Now that we have an understanding of agglomerative hierarchical clustering, let’s put it to practice using the same data we used for k-means: Age (years), Average table size purchases (square inches), the number of purchases per year, and the amount per purchase (dollars). One of the most common ways to plot hierarchical clustering results is via a tree diagram, or dendrogram.
The values on the left refer to the row numbers of the original data set (the values on the bottom refer to a measurement of distance). As you read from left to right, you can see the order in which clusters were merged together to create larger clusters. Comparing this algorithm to k-means clustering, we find that the results are similar. For example, the values at the bottom of the dendrogram, 19, 22, 21, 20, and 27, are grouped together – these are all of the customers who bought 2160 cm^2 tables that were similarly grouped in the k-means algorithm.

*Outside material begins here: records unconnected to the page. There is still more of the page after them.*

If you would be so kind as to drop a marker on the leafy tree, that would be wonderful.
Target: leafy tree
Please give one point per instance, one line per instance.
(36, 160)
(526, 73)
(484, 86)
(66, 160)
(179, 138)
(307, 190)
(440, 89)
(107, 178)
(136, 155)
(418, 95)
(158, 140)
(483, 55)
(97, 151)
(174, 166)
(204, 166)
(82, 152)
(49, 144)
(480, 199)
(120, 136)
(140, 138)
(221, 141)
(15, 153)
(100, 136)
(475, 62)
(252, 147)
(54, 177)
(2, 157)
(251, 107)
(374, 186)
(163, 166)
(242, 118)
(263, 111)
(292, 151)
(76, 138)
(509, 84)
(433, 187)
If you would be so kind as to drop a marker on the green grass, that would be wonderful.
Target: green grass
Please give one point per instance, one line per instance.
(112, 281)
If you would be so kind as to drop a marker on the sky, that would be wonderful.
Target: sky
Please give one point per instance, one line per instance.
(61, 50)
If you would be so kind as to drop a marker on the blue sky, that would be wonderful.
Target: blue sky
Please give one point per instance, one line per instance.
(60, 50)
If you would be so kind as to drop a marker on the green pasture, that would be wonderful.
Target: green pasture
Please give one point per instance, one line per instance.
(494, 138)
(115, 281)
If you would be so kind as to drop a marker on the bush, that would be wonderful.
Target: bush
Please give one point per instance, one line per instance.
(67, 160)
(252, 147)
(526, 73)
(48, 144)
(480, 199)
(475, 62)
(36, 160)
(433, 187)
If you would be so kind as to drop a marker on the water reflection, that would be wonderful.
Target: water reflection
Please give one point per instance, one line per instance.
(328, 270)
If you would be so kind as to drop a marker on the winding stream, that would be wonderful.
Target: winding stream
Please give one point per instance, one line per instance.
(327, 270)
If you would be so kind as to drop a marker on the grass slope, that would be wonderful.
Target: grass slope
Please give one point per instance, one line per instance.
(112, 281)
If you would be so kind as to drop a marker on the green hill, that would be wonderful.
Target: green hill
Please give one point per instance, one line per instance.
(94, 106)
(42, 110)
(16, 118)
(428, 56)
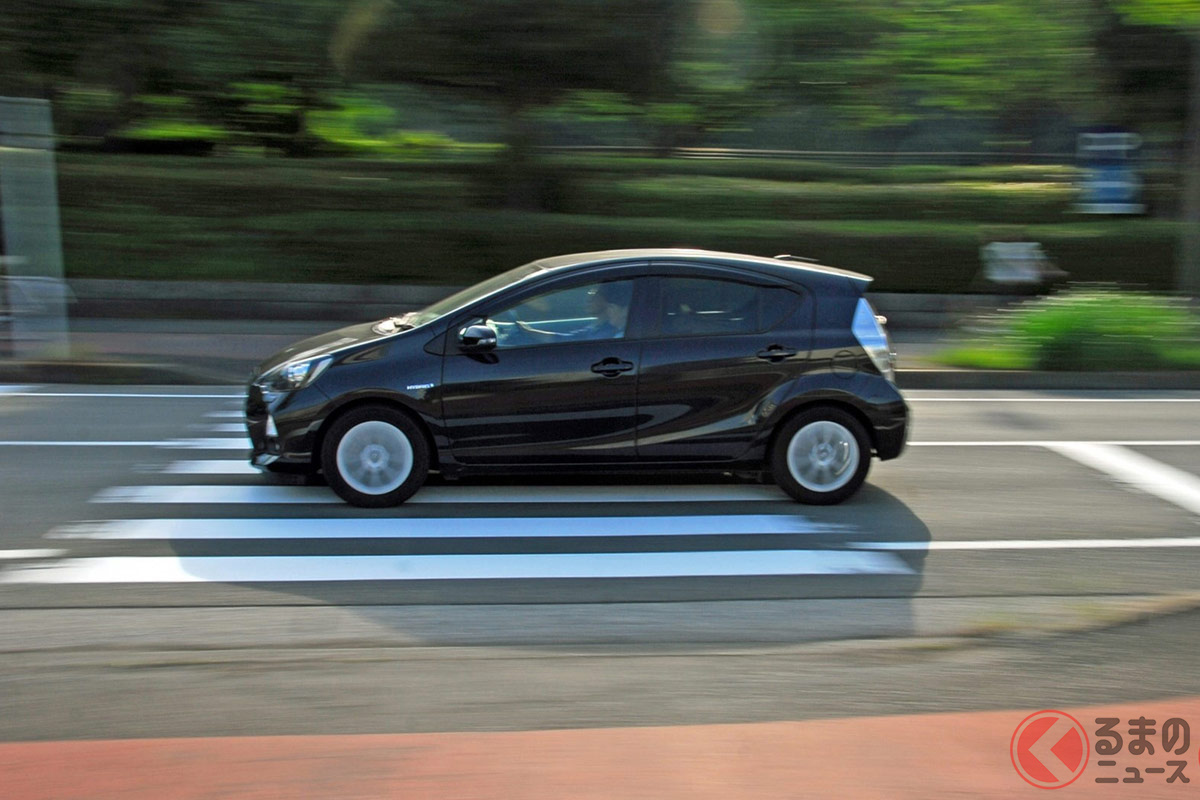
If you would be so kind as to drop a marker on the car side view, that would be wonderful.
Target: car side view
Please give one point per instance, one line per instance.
(659, 360)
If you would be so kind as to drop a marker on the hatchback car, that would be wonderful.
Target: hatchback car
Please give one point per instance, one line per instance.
(658, 360)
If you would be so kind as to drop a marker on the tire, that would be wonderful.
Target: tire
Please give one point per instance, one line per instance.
(821, 456)
(375, 457)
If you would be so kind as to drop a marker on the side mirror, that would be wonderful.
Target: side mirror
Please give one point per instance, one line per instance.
(477, 338)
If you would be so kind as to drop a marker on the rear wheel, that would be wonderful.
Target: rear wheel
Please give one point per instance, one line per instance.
(821, 456)
(375, 456)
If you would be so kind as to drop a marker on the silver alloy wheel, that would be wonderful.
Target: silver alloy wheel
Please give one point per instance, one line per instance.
(823, 456)
(375, 457)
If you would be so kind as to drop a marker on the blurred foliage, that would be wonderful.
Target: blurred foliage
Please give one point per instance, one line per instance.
(353, 220)
(1086, 329)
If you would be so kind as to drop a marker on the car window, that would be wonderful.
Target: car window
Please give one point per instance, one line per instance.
(585, 313)
(708, 306)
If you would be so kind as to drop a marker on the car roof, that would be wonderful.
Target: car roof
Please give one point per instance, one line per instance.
(792, 270)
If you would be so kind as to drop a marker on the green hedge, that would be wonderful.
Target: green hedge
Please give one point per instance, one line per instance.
(735, 198)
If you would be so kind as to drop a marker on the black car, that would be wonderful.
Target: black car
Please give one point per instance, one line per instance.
(612, 361)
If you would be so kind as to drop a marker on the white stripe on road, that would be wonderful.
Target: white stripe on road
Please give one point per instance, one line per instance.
(444, 528)
(149, 395)
(267, 493)
(210, 468)
(911, 398)
(1032, 543)
(271, 569)
(37, 553)
(241, 443)
(1137, 470)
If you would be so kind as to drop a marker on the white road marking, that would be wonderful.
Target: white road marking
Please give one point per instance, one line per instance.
(210, 468)
(81, 444)
(1050, 400)
(177, 444)
(580, 494)
(1134, 469)
(36, 553)
(1032, 543)
(444, 528)
(271, 569)
(241, 443)
(147, 395)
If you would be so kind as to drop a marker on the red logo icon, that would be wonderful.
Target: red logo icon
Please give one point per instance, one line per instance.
(1049, 750)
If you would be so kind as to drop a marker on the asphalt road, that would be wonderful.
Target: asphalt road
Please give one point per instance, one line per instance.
(150, 585)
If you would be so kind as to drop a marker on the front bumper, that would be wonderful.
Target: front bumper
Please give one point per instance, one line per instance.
(282, 427)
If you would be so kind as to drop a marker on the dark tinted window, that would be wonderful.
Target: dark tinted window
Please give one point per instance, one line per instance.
(707, 307)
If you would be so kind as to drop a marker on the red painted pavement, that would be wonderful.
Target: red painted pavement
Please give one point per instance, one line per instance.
(927, 756)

Showing the results of this clustering algorithm as a dendrogram reinforce the structural difference between this algorithm and k-means – each of the data points are nested together to create larger clusters, unlike k-means, which creates new non-overlapping clusters each iteration.
If you are interested in seeing the R code I used to run the agglomerative hierarchical clustering algorithm and create these plots, everything is are all available on our Data Driven Daily GitHub page.
I hope this week on clustering algorithms has been helpful. As you can tell, even though these are unsupervised classification techniques, there is still some human supervision and interpretation that is required, for example, to decide how many clusters should be used (and many other decisions, like how to initialize k-means or measurements of distance, which I encourage you to read more about). While clustering algorithms are generally can’t be used to tell you the “right” answer by just pushing a button, they are a great way to explore and understand your data!
 There are many ways to measure the distance between two clusters. For example, it could be the minimum distance between any two points in different clusters, the maximum distance between any two points in different clusters, or the average distance of all pairs of points in different clusters.